How many people did ICE shoot under the Obama Administration compared to the Trump Administration?
Executive summary
Reporting shows a sharp rise in shootings involving federal immigration agents during the first year of President Trump’s second administration, with media tallies documenting at least 16 incidents in late 2025 and early 2026 [1]; by contrast, the available sources do not produce a definitive, comparable count of how many people were shot by ICE-era agents during the Obama administration, and ICE has not supplied an authoritative historical tally for either period [2] [3]. Deaths in ICE custody are better documented in these sources — 56 deaths over Obama’s two terms is cited in several outlets, while 2025 under Trump saw 32 custody deaths — but custody deaths are a different metric than agent-involved shootings and cannot substitute for a direct shooting count [4] [5].
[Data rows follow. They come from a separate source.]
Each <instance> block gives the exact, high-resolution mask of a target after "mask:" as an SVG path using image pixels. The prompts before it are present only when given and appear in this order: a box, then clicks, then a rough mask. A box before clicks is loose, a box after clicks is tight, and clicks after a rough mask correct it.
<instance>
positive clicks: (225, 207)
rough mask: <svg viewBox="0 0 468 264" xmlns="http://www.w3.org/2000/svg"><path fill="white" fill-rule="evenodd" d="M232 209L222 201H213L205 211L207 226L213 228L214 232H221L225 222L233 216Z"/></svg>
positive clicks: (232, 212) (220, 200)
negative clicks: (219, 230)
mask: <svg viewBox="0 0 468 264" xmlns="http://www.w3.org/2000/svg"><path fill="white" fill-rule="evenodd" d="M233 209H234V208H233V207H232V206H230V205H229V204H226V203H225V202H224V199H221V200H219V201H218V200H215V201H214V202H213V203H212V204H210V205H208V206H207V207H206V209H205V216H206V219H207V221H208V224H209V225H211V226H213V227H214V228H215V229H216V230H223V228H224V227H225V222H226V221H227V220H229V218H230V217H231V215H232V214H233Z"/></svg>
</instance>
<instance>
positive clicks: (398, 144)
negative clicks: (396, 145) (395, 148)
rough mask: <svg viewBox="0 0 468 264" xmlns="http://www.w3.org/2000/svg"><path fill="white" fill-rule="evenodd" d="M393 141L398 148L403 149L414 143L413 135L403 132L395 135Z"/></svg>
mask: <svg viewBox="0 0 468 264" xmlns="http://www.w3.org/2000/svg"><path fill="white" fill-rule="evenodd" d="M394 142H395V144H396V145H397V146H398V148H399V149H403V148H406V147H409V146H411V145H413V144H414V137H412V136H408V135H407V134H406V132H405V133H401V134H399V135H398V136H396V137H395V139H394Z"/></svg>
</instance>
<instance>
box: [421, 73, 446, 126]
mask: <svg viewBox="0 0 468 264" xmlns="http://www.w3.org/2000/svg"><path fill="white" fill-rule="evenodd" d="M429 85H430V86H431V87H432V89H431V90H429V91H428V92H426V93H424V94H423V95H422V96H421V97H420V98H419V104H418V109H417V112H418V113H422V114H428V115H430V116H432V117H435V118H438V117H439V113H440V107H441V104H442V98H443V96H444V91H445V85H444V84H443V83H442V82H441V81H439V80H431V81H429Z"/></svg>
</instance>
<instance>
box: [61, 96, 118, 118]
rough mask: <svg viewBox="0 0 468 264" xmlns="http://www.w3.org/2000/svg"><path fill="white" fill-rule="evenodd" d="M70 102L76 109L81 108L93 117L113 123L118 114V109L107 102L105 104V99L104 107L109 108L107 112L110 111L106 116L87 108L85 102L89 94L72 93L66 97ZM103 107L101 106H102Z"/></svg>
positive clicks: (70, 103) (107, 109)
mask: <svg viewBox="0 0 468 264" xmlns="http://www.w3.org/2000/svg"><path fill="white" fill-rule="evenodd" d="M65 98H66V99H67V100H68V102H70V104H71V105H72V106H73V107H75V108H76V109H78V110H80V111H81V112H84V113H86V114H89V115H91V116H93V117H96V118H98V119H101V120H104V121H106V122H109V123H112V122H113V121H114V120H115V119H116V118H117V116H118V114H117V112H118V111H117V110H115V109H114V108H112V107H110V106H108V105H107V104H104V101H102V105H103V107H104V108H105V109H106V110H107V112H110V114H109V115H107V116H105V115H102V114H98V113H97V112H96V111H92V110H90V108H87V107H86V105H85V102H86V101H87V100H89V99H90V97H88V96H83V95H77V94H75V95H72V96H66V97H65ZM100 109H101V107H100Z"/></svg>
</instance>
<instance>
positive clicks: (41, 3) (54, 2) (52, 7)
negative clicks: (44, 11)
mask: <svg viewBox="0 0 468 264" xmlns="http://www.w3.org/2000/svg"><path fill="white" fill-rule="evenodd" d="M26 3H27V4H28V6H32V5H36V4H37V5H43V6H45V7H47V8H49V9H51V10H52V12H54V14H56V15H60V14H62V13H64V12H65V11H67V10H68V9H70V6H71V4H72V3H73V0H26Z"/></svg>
1. The concrete numbers available for the Trump administration: media tallies and local flashpoints
Investigations and newsroom counts compiled after an aggressive interior-enforcement surge in 2025 identified at least 16 separate incidents in which ICE agents shot at people, with reporting noting four deaths and seven injuries from those events through early January 2026 [1]; local high-profile killings in Minneapolis — including Alex Pretti and Renee Good — prompted national coverage, administrative leave for officers, and calls for independent probes [6] [2] [7].
2. Why an Obama-era shooting total is not in the record provided: missing data and agency opacity
None of the supplied sources offer a compiled, authoritative count of shootings by ICE agents during Barack Obama’s 2009–2017 presidency, and multiple reporters note that ICE and DHS have declined to provide comprehensive figures when asked, making direct comparisons difficult or impossible from the materials at hand [2] [3]; Wikipedia and media lists often conflate or fail to distinguish between ICE and Customs and Border Protection (CBP) shooters, further muddying any historical tally [3].
3. Related metrics that are available — custody deaths and error rates — and why they’re not the same thing
Some outlets cite 56 people who died in ICE custody across Obama’s two terms as a reported figure, while other coverage highlights that 32 people died in ICE custody in 2025 alone, marking a two‑decade high for the agency — these custody-death counts are documented in the sources but do not measure agent use-of-force shootings in the field, and several analyses make the explicit distinction between custody mortality and shootings by operational agents [4] [5] [1].
4. Interpreting the discrepancy: enforcement levels, agency composition, and media focus
Observers and advocacy groups say the spike in agent-involved shootings in late 2025 coincides with a rapid expansion of arrests and detentions under the Trump administration and increased deployments of mixed DHS forces, which complicates attribution between ICE and CBP personnel [1] [8]; meanwhile, partisan media narratives and different statistical framings — for example, rate-based comparisons that normalize by detention volumes — have been used to argue both that Trump-era error/death rates are lower and that the absolute harms have risen, illustrating how choice of denominator and which incidents are counted can change the conclusion [9] [4].
5. Bottom line and limits of what can be asserted from these sources
From the reporting provided, it is accurate to say that independent news counts documented at least 16 agent-involved shootings under President Trump’s second administration through early January 2026 and that high-profile fatal shootings prompted federal reviews and political outcry [1] [2] [6]; however, the supplied sources do not contain a vetted, aggregated count of how many people ICE agents shot across the entirety of the Obama administration, and ICE’s lack of transparent, centralized incident reporting prevents a reliable historical comparison based on the documents given [2] [3].